A trade source said crude oil prices will rise as hostilities grow, raising fears of supply-side disruptions. Besides, blockages in the Strait of Hormuz, like last year, would push up prices, freight rates and insurance premiums.

India, which imports 90 per cent of its crude oil and 50 per cent of its LNG, procures more than 40 per cent crude oil and almost half of its LNG from West Asia. An escalation in the conflict would impact supplies and prices.

The country also exports diesel to Europe; if the Strait of Hormuz is blocked, supplies would have to be routed via the Cape of Good Hope, which would extend the delivery time by two weeks and raise shipping rates.

For Iran, an extended conflict could have a bearing on the oil trade. China is a major buyer. An impact on exports or refining facilities could derail supplies, infusing volatility in global supply and consequently pushing up oil prices.

Strategic Iranian facilities such as Kharg Island (primary oil export terminal in Persian Gulf), facilities near the South Pars offshore field, or Abadan oil refinery, are a key monitorable, said another source.

Temporary disruption?

However, some analysts are of the view that disruptions, though serious, may not last long as has been the case in the past few years. A similar situation emerged in October last year, when Iran and Israel were close to a conflict and crude oil prices rose as a response, but retreated later.

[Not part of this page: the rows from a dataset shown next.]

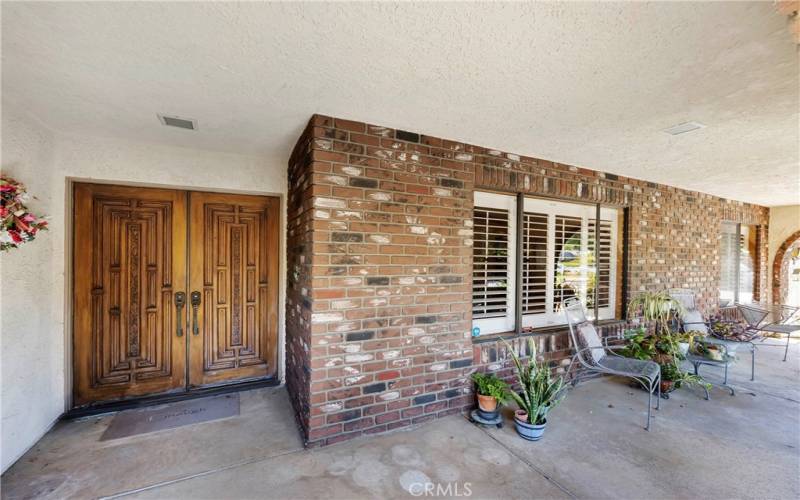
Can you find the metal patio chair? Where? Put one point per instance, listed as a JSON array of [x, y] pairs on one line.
[[595, 357], [692, 320], [780, 317]]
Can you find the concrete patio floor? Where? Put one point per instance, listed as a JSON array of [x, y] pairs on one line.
[[747, 446]]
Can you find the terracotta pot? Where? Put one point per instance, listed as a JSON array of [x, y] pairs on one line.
[[487, 403]]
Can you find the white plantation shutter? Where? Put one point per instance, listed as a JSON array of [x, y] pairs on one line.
[[493, 263], [534, 263], [558, 261], [569, 278]]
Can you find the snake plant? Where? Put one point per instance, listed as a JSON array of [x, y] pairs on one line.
[[539, 390]]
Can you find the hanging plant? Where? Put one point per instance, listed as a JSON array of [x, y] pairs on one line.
[[17, 224]]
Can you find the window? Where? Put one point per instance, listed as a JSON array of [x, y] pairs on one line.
[[737, 263], [558, 261]]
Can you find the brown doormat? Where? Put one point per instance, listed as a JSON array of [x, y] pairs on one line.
[[169, 416]]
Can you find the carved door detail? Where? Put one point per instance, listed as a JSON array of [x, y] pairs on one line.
[[172, 290], [129, 256], [234, 266]]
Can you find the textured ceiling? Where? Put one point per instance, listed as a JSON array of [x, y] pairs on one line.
[[590, 84]]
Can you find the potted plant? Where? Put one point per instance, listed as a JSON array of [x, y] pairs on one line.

Norbert Rücker, Head, Economics and Next Generation Research at Julius Baer, said geopolitics boils up once again in West Asia. The situation, of course, remains in flux and the coming days and weeks will show how far the escalation goes, what intensity the conflict builds, to what extent allies on both sides get involved, and how negotiations around Iran’s nuclear programme continue.

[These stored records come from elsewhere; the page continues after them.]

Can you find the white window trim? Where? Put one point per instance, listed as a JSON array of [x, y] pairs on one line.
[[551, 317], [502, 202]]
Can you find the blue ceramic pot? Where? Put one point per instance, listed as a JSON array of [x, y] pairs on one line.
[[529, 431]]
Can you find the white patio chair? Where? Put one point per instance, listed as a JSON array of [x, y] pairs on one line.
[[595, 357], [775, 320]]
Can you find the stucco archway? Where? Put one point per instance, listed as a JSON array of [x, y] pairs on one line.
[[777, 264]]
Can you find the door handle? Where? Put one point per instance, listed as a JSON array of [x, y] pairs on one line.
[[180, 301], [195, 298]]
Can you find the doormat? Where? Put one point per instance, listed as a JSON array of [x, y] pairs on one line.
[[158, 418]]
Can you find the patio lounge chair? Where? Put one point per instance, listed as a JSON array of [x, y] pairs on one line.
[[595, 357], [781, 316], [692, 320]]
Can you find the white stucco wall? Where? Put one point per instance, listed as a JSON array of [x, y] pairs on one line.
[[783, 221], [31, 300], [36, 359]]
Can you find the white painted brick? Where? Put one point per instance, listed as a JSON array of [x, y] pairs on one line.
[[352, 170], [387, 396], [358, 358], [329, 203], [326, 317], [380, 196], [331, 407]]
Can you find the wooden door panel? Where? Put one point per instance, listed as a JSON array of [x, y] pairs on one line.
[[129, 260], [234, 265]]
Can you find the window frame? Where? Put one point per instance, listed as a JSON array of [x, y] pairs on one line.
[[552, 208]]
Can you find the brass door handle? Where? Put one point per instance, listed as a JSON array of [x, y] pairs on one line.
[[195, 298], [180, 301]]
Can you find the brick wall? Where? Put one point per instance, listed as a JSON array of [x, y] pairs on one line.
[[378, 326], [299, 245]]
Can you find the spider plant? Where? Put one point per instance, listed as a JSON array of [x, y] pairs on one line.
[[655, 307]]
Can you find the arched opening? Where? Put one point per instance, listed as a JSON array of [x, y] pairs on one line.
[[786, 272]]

“Our best guess is that oil prices will follow the usual pattern around such geopolitical events, with prices rising temporarily, before returning to previous levels. The peak and duration of this pattern depends on the intensity of the conflict, but has historically averaged below 20 per cent in price gains and a length of up to three months,” he added.

Rücker said blockage of the Strait of Hormuz “remains a low probability consequence from our perspective”. The oil market overall is supply resilient today. Storage is ample in the Western world and especially in China, which has built extensive oil inventories over the past decade.

“While the situation remains in flux and unpredictable in the near term, the structural setting of the oil market should remain unscathed. We lift our 3-month price target to $72.5 (a barrel), while our view and long-term targets remain unchanged at Neutral and $60,” he added.

The development has impacted oil marketing companies such as Indian Oil Corporation, Bharat Petroleum Corporation and Hindustan Petroleum Corporation, with their shares declining on the stock exchanges.

OMCs are at risk of an erosion in marketing margins if prices rise. Every $2 a barrel rise in Brent prices eats into the margins of OMCs by Re 1 per litre for petrol and diesel.